Dinheiro das
multas de trânsito serve até para o café dos funcionários da CET
Meu plano
para hoje era escrever sobre o CEDATT, um órgão Estadual (deixei
momentaneamente Brasília de lado para entrar um pouco na parcela que cabe aos
Estados no “Festival de Descaso na Gestão do Trânsito que Assola o País”), mas
a frase do título desta postagem me fez mudar de ideia. Essa frase é a manchete
na primeira página do caderno Metrópole do jornal o Estado de São Paulo, de 16
de abril de 2013, em reportagem assinada por Bruno Ribeiro.
Escrevi
recentemente que utilizo nestas postagens, por princípio, apenas dados de
domínio público, o que significa nos dias de hoje basicamente “Internet”. Considero
obrigação de entidades públicas serem realmente transparentes, divulgando com
frequência e clareza informações que permitam ao público avaliar como ela está
cumprindo sua função e a que custo para a sociedade, sem camuflar nada. Mas
poucas fazem isso, daí a enorme importância da nova Lei de Acesso à Informação.
Porém, um
simples cidadão tem maiores dificuldades em obter informações de órgãos
públicos mediante essa Lei do que a grande mídia, portanto valorizo muito reportagens
como essa, muito embora, pessoalmente, eu já conhecesse parte dos fatos. A
reportagem começa com uma frase significativa: “Diante
das seguidas denúncias de falta de recursos na CET, o Estado realizou, na semana passada, com dados obtidos por meio da
Lei de Acesso à Informação, um levantamento para saber o que foi feito, em
2012, com os quase R$ 900 milhões em multas que a cidade de São Paulo
arrecadou. Quase um bilhão de Reais!”.
Em julho de
2011 escrevi algumas postagens sob o título genérico: ”Ignorando a
Responsabilidade Legal” entre as quais, em postagem do dia 18, comecei uma
análise sobre a “municipalização” da gestão do trânsito que o CTB instituiu,
mostrando algumas idiossincrasias introduzidas. Vou recordar:
O Código de Trânsito
Brasileiro introduziu uma clara divisão de responsabilidades e uma teórica
“parceria” entre órgãos federais, estaduais e municipais. Os municípios tiveram
sua responsabilidade altamente ampliada na gestão das questões de trânsito. O
município e não mais o Estado passou a ser o principal gestor do trânsito.

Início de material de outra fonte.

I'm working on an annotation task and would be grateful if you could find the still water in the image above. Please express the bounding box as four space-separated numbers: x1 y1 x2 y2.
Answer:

Alegam as autoridades que nada mais justo, quando se considera que é neles que
os cidadãos efetivamente moram, trabalham e se deslocam. Por isso, compete
agora a órgãos executivos municipais de trânsito exercer nada menos que vinte
e uma atribuições de gestão do trânsito.
Vejamos algumas delas:
Código de
Trânsito Brasileiro - CTB
Art. 24.
Compete aos órgãos e entidades executivos de trânsito dos Municípios...:
I -
cumprir e fazer cumprir a legislação e as normas de trânsito, no âmbito de suas
atribuições;
V -
estabelecer, em conjunto com os órgãos de polícia ostensiva de trânsito, as
diretrizes para o policiamento ostensivo de trânsito;
VI -
executar a fiscalização de trânsito, autuar e aplicar as medidas
administrativas cabíveis, por infrações de circulação, estacionamento e parada
previstas neste Código, no exercício regular do Poder de Polícia de Trânsito;
XIV -
implantar as medidas da Política Nacional de Trânsito e do Programa Nacional de
Trânsito;
Depois comentei:
Agora vejamos alguns pontos em que o CTB mais
confundiu do que esclareceu:
O Código de
Trânsito Brasileiro (e outras posturas federais) municipalizou a
responsabilidade pela gestão do trânsito, mas:Não prevê explicitamente de onde os municípios obterão recursos adequados para poder cumprir essa seriíssima responsabilidade... Alguém pode estranhar que muitos procurem, digamos assim, “maximizar” a arrecadação com esses tipos de multas?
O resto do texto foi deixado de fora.